Subito dopo il conflitto i comunisti instaurarono una federazione formata da sei repubbliche (Serbia, Croazia, Montenegro, Slovenia, Bosnia-Erzegovina e Macedonia) e due regioni autonome (Vojvodina e Kosovo) e vararono drastici provvedimenti economici tesi alla riforma agraria e alla nazionalizzazione dei mezzi di produzione. La nuova Jugoslavia inoltre si mostrava indipendente anche sul piano della politica estera. Ciò era intollerabile per Stalin e nel 1947 si arrivò alla rottura con l'Unione Sovietica.
A sua volta però Tito aveva delle mire sull'Albania: là i partigiani comunisti albanesi (con a capo Enver Hoxha) avevano liberato da soli il territorio contribuendo anche in maniera determinante alla liberazione del Kosovo. Dal Kosovo però i partigiani albanesi furono costretti dagli jugoslavi a sloggiare dato che questi ultimi erano intenzionati ad annettersi (come avrebbero fatto) la regione. Da qui ha origine la rottura di Hoxha (che si schiererà con Stalin) con Tito.
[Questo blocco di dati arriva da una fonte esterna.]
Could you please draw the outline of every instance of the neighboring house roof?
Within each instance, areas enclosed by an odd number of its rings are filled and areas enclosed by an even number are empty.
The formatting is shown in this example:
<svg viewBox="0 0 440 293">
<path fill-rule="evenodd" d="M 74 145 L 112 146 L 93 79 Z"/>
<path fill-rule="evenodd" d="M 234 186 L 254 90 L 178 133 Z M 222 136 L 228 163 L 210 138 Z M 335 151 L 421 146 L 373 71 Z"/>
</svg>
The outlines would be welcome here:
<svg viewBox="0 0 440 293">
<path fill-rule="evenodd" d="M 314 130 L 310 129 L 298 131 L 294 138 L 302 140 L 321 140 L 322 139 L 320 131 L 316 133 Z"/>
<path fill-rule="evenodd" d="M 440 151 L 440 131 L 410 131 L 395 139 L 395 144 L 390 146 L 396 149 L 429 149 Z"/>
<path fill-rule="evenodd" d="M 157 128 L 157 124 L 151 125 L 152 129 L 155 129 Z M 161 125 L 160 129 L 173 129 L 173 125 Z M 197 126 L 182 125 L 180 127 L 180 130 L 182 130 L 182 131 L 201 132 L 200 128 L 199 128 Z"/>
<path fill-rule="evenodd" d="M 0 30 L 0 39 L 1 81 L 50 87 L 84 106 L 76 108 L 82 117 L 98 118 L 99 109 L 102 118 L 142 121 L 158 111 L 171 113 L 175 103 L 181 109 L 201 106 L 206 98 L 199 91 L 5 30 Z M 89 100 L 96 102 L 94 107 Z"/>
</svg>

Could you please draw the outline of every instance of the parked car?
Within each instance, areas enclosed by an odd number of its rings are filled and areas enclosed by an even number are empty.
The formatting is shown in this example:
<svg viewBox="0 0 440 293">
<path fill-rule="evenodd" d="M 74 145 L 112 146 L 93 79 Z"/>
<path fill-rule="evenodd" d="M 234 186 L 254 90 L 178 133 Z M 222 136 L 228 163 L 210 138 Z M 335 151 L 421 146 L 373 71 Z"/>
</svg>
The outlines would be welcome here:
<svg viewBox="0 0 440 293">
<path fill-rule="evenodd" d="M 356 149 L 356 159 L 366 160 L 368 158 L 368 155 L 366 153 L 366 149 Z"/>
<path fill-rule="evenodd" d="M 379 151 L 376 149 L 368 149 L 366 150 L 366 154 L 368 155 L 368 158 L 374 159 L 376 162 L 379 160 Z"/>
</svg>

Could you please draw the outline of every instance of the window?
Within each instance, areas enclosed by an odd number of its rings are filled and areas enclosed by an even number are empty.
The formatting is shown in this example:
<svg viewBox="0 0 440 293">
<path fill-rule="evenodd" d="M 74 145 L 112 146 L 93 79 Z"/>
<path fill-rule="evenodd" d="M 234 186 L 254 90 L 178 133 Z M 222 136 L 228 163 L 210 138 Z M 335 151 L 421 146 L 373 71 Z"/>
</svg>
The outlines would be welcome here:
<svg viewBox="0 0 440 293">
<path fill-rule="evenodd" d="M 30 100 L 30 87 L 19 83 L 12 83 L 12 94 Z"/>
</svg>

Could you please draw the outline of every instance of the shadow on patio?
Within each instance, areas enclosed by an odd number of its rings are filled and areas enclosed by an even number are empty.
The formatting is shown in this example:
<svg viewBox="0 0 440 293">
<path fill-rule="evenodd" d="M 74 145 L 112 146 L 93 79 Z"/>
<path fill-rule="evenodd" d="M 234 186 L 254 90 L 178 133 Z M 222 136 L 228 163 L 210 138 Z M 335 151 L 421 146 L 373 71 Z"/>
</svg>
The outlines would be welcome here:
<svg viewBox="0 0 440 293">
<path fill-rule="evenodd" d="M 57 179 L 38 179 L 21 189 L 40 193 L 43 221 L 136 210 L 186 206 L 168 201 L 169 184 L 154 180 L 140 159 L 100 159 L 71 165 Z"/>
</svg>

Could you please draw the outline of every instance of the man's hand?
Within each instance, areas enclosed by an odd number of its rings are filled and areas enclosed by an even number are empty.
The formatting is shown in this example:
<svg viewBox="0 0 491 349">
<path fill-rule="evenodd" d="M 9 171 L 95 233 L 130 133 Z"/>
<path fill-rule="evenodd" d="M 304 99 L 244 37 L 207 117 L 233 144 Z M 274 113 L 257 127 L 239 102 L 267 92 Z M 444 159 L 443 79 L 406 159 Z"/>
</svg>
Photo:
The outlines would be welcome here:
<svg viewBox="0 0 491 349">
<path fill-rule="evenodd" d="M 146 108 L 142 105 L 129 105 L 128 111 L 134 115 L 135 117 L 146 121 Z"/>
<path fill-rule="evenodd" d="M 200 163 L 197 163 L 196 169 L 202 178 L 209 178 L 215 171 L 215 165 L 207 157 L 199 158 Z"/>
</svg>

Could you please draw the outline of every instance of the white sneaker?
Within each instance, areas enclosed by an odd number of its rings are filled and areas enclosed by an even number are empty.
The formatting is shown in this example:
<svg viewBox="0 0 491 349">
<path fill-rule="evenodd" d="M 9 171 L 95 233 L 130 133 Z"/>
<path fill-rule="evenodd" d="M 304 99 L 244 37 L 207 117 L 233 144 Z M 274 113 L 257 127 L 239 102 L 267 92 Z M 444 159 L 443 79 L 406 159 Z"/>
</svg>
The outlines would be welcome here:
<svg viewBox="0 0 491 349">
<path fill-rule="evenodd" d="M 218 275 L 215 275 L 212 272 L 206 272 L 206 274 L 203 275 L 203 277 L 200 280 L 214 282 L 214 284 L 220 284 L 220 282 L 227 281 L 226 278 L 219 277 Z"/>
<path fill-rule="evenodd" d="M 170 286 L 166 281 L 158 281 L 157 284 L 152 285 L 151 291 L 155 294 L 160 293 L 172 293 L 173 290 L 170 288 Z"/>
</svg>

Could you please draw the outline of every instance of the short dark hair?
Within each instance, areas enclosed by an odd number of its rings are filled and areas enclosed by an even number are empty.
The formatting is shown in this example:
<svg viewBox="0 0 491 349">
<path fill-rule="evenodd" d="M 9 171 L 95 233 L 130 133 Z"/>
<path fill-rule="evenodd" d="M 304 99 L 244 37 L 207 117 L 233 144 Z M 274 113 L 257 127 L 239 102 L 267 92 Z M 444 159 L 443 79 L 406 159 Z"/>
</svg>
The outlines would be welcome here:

Il regime che si instaurò in Jugoslavia era monopartitico, anche se più liberale di quello sovietico. La liberalità non arrivava comunque a permettere la minima espressione di indipendenza da parte di sindacati, partiti, organizzazioni di varia natura. Dal punto di vista economico si distingueva dall'URSS per la cosiddetta autogestione. In realtà gli operai gestivano assai poco. Si trattava di un sistema che lasciava parecchia autonomia alle imprese (dirette comunque da una burocrazia). Formalmente tutte le repubbliche della Federazione (e le due regioni autonome all'interno della Repubblica Serba) contavano allo stesso modo, anche se in realtà c'era una prevalenza dell'elemento serbo, specie nell'esercito. Questo era costituito dall'Armata Federale coadiuvata da milizie (la Difesa Territoriale) che dipendevano dalle singole repubbliche. Nel 1980 moriva Tito e la presidenza da allora fu attribuita a rotazione tra le varie repubbliche.